The head of Homeland Security says the number of migrant children remaining in U.S. Customs and Border Protection custody after crossing the border has dropped significantly.
Acting DHS Secretary Kevin McAleenan told ABC's "This Week" that only 350 children were in CBP custody as of Saturday. He noted that number had been at 2,500 on June 1.
Of those 2,500, McAleenan said roughly 1,200 had been with the agency for more than three days. Only 20 of the 350 children on Saturday had been in CBP custody for that long.
McAleenan credited an almost $4.6 billion emergency aid package Congress recently passed for the decrease. Almost $3 billion of it was specifically designated to provide care for migrant children.
Most unaccompanied migrant children stay with CBP until they can be shifted into the care of the Health and Human Services Department. HHS officials then attempt to find a relative or sponsor in the U.S. to unite the child with.

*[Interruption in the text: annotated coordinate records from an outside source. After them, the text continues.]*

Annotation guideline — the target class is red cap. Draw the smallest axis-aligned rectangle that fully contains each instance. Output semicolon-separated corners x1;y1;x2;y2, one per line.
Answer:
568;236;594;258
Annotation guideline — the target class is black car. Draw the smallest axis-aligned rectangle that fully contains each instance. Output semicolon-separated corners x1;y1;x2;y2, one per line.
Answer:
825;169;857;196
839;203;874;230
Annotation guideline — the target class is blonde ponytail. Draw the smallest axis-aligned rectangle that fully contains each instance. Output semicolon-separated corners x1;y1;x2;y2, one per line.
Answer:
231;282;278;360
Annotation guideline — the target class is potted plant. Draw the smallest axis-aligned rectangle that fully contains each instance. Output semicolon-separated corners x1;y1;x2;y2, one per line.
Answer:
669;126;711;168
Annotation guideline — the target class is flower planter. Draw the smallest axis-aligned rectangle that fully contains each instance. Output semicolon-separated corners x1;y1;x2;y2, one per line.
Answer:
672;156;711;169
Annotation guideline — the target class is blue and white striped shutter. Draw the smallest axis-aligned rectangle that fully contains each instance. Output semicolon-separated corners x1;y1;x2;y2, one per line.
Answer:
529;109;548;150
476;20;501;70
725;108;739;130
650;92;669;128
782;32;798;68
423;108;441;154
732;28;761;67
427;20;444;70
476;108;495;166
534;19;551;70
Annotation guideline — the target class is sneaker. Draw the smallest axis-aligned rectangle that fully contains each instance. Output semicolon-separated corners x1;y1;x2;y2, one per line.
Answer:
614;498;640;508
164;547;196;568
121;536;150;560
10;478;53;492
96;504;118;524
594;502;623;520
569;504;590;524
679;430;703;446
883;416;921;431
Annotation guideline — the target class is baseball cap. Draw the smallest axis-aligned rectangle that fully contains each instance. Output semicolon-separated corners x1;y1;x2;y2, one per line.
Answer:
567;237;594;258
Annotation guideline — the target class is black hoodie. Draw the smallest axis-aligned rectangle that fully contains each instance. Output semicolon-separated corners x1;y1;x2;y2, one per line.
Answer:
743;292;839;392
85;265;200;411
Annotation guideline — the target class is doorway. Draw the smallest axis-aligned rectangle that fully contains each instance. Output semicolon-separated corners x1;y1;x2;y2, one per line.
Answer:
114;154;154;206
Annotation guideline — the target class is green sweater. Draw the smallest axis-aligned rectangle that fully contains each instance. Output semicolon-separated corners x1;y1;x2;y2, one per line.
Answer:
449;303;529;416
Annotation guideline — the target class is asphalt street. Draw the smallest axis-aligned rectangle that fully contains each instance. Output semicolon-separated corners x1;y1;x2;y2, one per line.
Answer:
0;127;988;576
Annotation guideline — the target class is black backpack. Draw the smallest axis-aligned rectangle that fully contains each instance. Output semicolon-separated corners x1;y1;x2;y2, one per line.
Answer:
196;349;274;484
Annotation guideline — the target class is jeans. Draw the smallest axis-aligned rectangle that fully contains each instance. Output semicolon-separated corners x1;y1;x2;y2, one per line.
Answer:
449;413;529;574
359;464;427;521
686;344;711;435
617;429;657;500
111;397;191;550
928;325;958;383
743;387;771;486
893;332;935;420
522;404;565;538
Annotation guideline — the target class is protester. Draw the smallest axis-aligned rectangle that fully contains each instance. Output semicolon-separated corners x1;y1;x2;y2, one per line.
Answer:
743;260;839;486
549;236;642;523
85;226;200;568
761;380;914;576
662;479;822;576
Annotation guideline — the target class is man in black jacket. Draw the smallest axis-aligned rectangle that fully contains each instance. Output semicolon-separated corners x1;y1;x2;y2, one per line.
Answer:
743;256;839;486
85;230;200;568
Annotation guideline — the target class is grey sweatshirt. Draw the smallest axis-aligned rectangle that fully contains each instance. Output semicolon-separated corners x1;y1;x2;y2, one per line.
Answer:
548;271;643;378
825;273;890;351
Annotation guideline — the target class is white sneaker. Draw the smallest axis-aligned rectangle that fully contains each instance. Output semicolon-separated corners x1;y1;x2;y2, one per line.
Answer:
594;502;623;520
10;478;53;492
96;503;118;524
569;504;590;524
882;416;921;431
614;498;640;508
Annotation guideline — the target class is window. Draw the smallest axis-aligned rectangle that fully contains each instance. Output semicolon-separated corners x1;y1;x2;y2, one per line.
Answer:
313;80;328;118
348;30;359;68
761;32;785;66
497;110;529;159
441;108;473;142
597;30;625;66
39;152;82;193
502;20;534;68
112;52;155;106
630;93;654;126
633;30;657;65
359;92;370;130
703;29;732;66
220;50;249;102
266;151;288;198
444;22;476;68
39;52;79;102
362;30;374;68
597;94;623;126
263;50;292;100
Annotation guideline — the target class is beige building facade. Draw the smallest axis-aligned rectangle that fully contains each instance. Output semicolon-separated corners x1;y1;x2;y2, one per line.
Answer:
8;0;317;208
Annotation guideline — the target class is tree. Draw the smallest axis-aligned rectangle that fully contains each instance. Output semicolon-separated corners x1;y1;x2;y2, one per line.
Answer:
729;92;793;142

Under current law, unaccompanied migrant children are supposed to be transferred into HHS's care within three to five days of being apprehended.
But the high number of apprehensions was causing overcrowding issues at HHS facilities, so some unaccompanied migrant children were reportedly having to wait weeks in CBP processing centers. McAleenan said HHS used some of the money from Congress to buy additional beds to help alleviate the problem.